The internet has been an enabling force for learning, commerce, entertainment and many other positive activities. But it has also facilitated evil, including terrorism, hate crimes and pornography.
And it has facilitated various forms of bullying. Last week the National Privacy Commission announced it would file charges against three online lending firms for resorting to public shaming to go after clients with delayed payments. The NPC said the shaming violated the Data Privacy Act of 2012, and it appears to be gaining popularity as a tool for debt collection.
Set to face charges are the Fast Cash Global Lending Inc., which operates the Fast Cash app; Unipeso Lending Co. Inc., which runs the CashLending app; and Fynamics Lending Inc., which operates the PondoPeso app. The NPC said the three accounted for the bulk of hundreds of complaints received by the commission.
Loans must be repaid and at the promised time, and there are people who deliberately engage in swindling. There are laws against defaulting on loans, and perpetrators face appropriate punishment, whether the inability to pay was done with criminal intent or simply due to unfortunate circumstances encountered by the borrower.
For borrowers who may have valid reasons for being late in repaying loans, lending schemes must leave some elbow room to meet payment deadlines. Monetary penalties can be imposed on a graduated scale for delayed payments. Bank charges are already automatically imposed for bouncing checks. For non-payment, lending firms can slap estafa charges.
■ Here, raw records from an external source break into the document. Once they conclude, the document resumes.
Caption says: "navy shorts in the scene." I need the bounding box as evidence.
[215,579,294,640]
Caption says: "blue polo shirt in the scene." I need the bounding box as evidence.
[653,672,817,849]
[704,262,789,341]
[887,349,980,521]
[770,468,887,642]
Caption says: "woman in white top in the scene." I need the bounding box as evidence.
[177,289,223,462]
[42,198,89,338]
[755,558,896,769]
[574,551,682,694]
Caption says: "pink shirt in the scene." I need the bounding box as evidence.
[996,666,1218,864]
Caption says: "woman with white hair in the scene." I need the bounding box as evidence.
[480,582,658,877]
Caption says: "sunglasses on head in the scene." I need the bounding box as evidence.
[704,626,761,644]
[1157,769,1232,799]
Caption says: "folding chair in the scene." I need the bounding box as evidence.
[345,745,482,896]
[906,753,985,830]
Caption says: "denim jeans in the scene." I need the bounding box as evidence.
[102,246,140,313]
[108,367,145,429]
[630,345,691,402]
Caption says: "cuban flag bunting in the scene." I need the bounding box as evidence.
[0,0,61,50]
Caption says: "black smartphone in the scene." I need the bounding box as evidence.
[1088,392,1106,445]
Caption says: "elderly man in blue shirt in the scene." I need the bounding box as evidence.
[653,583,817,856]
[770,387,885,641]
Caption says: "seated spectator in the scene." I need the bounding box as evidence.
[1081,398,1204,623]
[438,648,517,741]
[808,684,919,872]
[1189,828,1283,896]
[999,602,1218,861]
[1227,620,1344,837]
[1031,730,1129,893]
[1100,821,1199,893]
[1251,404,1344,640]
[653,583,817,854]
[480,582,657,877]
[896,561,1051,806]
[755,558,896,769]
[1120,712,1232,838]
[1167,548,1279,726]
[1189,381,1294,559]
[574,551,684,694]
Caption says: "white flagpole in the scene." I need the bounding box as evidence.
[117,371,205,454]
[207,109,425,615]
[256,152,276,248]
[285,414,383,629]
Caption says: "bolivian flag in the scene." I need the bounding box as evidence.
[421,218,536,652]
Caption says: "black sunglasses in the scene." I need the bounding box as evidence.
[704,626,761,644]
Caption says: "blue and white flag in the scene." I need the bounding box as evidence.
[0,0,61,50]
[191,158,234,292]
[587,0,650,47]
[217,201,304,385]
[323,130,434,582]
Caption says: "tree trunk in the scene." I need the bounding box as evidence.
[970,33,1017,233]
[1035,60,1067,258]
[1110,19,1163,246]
Litigation in this country, unfortunately, is expensive, complicated and can take two decades to resolve with finality. This could be why some companies opt for what they think is a more effective way of collecting from debtors: cyber shaming.
This, however, can violate privacy and cyber crime laws. NPC officials point out that the methods employed by the three companies were abusive and excessive for the offense. Both borrowers and online lending firms should learn lessons from this case.